The gulf between those cultures is vast. “I grew up as a Jehovah’s Witness, and due to reasons surrounding my sexuality I left the religion,” Campbell explains. “So a lot of my work revolves around discovering the world outside the organisation.”
It wasn’t until his late teens that Campbell became interested in photography. “I’d say I’ve always been into image-making. At first, my love for image-making manifested itself through drawings, leading to paintings, but it wasn’t until my late teens that I started to take a serious interest in photography. During my first year at sixth form I’d often be reprimanded for my tardiness with detentions and during one of them I was asked to clear out the library to make room for the new photography department. That was when I discovered great photographers such as Nick Knight, Irving Penn and Richard Alvedon.
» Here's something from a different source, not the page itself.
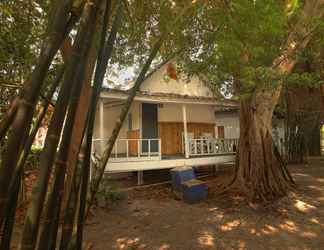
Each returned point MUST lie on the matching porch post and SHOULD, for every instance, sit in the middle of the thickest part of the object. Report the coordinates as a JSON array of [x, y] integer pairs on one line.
[[101, 125], [185, 130]]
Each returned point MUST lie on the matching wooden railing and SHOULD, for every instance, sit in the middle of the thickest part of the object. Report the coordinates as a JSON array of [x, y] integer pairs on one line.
[[211, 146], [133, 149]]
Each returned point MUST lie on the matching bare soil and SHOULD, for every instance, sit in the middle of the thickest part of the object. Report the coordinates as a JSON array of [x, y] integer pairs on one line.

I was instantly hooked.”
While finishing his BA in Fashion Promotion and Communication at Central St Martins in London, Campbell has created Nii, a project which he says offers “glimpses into my psyche”. Nii, which encompasses Nii Agency, a casting agency which addresses the lack of diversity in modelling by casting exclusively black boys, and Niijournal, a publication which uses writing and photography to look at sex, religion, racial and cultural identities in the — often unrepresentative — worlds of fashion and art. Among the magazine’s contributors are London documentary photographer Adama Jalloh, NY-based artist Devin M Morris and fellow Londoner and stylist Ibrahim Kamara.
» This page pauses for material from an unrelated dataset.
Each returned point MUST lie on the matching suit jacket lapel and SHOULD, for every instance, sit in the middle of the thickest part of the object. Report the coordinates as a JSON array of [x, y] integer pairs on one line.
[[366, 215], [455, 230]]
The Nii slogan, “here to educate, not irritate”, could double as Campbell’s personal motto. “The slogan came about while talking to a friend of mine about issues surrounding black lives.” Campbell says. “At the time I was writing my dissertation on the representation of the British black male, so I was living in a world of quotes and historical moments. I can’t remember exactly what we were talking about but I went off on a tangent based on my new acquired knowledge, a bit like how a child who’s just learned to tie their shoes ties everything in sight… But it dawned on me when seeing how annoyed some people would become: I’m not here to irritate you, I’m excited with the new found knowledge I’ve gained and I want to share it with you. I believe the only way we can progress is if we are all on the same page. I wanted to educate not irritate.”
As the post-graduation dust settles, Campbell shows no signs of the “tardiness” that got him into trouble — and photography — in sixth form: “I plan to get my routine back, work more, shoot more and explore more mediums to express my ideas through along side photography.” As well producing images for clients including Vogue Korea, Vogue Italia, Selfridges, Dr Martens and Showstudio, Campbell continues to work on all aspects of Nii. The second issue of Niijournal is underway and due to be published next year, this time with a greater focus on black females.